Mac Developer Library

Developer

CoreFoundation Framework Reference CFStringTokenizer Reference

Options
Deployment Target:

On This Page
Language:

CFStringTokenizer Reference

Inheritance


Not Applicable

Conforms To


Not Applicable

Import Statement


Swift

import CoreFoundation

Objective-C

@import CoreFoundation;

CFStringTokenizer allows you to tokenize strings into words, sentences or paragraphs in a language-neutral way. It supports languages such as Japanese and Chinese that do not delimit words by spaces, as well as de-compounding German compounds. You can obtain Latin transcription for tokens. It also provides language identification API.

You can use a CFStringTokenizer to break a string into tokens (sub-strings) on the basis of words, sentences, or paragraphs. When you create a tokenizer, you can supply options to further modify the tokenization—see Tokenization Modifiers.

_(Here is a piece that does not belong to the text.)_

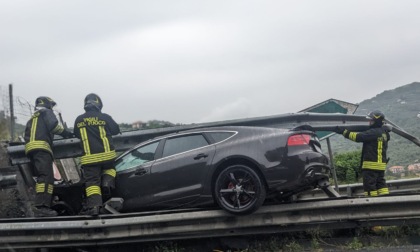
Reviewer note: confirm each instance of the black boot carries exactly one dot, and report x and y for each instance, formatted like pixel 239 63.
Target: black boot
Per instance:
pixel 43 211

In addition, with CFStringTokenizer:

To find a token that includes the character specified by character index and set it as the current token, you call CFStringTokenizerGoToTokenAtIndex. To advance to the next token and set it as the current token, you call CFStringTokenizerAdvanceToNextToken. To get the range of current token, you call CFStringTokenizerGetCurrentTokenRange. You can use CFStringTokenizerCopyCurrentTokenAttribute to get the attribute of the current token. If the current token is a compound, you can call CFStringTokenizerGetCurrentSubTokens to retrieve the subtokens or derived subtokens contained in the compound token. To guess the language of a string, you call CFStringTokenizerCopyBestStringLanguage.

Functions

  • Returns a tokenizer for a given string.

    Declaration

    Swift

    func CFStringTokenizerCreate(_ alloc: CFAllocator!, _ string: CFString!, _ range: CFRange, _ options: CFOptionFlags, _ locale: CFLocale!) -> CFStringTokenizer!

    Objective-C

    CFStringTokenizerRef CFStringTokenizerCreate ( CFAllocatorRef alloc, CFStringRef string, CFRange range, CFOptionFlags options, CFLocaleRef locale );

    Parameters

    alloc

    The allocator to use to allocate memory for the new object. Pass NULL or kCFAllocatorDefault to use the current default allocator.

    string

    The string to tokenize.

    range

    The range of the characters in string to tokenize.

    options

    A tokenization unit option that specifies how string should be tokenized. The options can be modified by adding unit modifier options to tell the tokenizer to prepare specified attributes when it tokenizes string.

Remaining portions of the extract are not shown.